第3話【宮本亜門のように開き直れない】
小学6年生にもなって自転車に乗ることができない━━この強烈に恥ずかしい現実に懊悩をくり返す俊作。それに周囲も友達たちも気づきはじめ、俊作は八方ふさがりの羞恥心地獄にうちのめされるようになっていた。
しかし、家が貧乏なために自転車は買ってもらえない。そのため影でこっそり練習もできない。
親の自転車で練習すればいいのではないのか?と思われるかもしれない。たしかに親は自転車を持ってはいるが、たとえ親の自転車で練習して乗れるようになったとしても、学校から帰って『さあ、遊びに行くか』というときには、母がきまって自転車を使っているのである。どうやら夜の仕事らしく、母は毎晩自転車に乗って駅に向かい、そこから徒歩で仕事場に向かっているようだった。

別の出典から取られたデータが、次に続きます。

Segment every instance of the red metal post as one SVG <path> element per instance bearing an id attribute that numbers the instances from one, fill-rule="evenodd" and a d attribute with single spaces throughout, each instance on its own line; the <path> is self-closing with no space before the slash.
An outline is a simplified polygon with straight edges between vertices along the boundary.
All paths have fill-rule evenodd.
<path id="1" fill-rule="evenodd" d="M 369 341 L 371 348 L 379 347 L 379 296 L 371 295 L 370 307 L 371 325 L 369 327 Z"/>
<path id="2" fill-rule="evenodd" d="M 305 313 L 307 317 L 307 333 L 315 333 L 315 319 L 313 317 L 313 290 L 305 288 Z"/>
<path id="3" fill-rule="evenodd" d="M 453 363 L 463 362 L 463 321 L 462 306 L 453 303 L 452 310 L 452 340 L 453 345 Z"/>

自転車は買ってもらえない。親の自転車で練習もできない━━どうすることもできないつらい現実に俊作は深いため息をもらすばかりだった。
そんなある日、テレビに演出家の宮本亜門という人が出ていた。なんと彼は子供の頃だけでなく、40歳を過ぎた現在も自転車に乗ることができないのだという。
『いやぁ、誰も教えてくれなくて。ハハハハハ』━━テレビの中の宮本亜門は爽やかに笑いながらいった。そんな宮本亜門の神経が俊作には到底理解ができなかった。
━━外を歩けば自然と視界の中に入る自転車という乗り物。なぜ、こんなものが地球上に存在するのだろうか?いったい誰が、なんのためにこんなものをつくったのだろうか?自転車さえなければ自分はこんなみじめでつらい思いをしなくて済んだというのに……ここから俊作の生きる道はきまっていった。